En proie à une crise d’insalubrité persistante dans ses deux principales villes, la République du Congo a décidé de confier le service public de ramassage des déchets à l’entreprise turque Albayrak Waste Management. À cet effet, un contrat de 260 millions de dollars US (environ 149,5 milliards FCFA) a été signé le 23 avril, concédant à cette société la collecte des déchets solides et l’exploitation des services de propreté à Brazzaville et Pointe-Noire pour une durée de cinq ans, renouvelable une fois.
« Notre groupe possède plus de 40 ans d’expertise dans ce secteur. Nous avons collaboré avec plusieurs gouvernements, notamment au Pakistan et en Guinée », a déclaré Muhammet Faruk Albayrak, directeur général de l’entreprise.

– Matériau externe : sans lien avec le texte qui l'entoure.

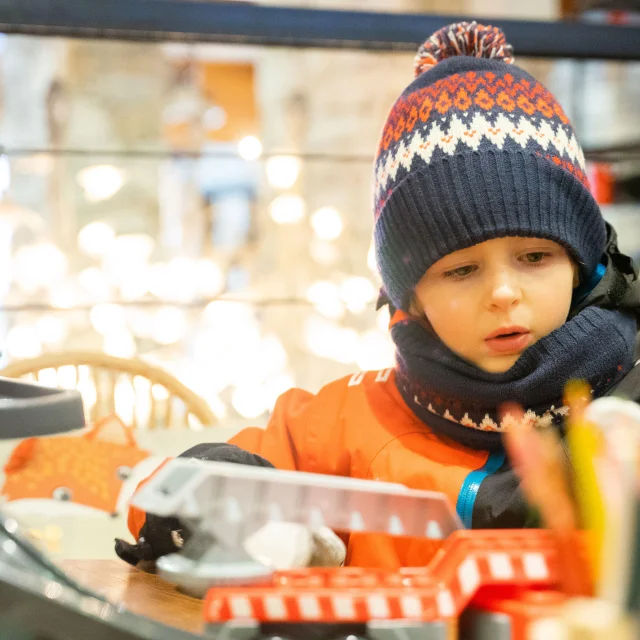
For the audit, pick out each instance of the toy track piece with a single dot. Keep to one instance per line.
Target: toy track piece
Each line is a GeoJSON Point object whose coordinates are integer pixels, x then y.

Il sera question pour Albayrak de créer une filiale de droits congolais qui va assurer la gestion de la collecte, le transport des déchets et leur stockage dans les aires de transit ainsi que le désengorgement des canalisations. Elle devra rénover et moderniser le parc d’engins et camions de ramassage, construire des infrastructures de tri pour recycler les déchets non biodégradables et produire de l’énergie verte. Selon les détails du marché, les activités d’Albayrak débuteront dans la ville de Brazzaville 15 jours après la signature du contrat tandis qu’une étude de l’état des lieux sera réalisée à Pointe-Noire pendant un mois.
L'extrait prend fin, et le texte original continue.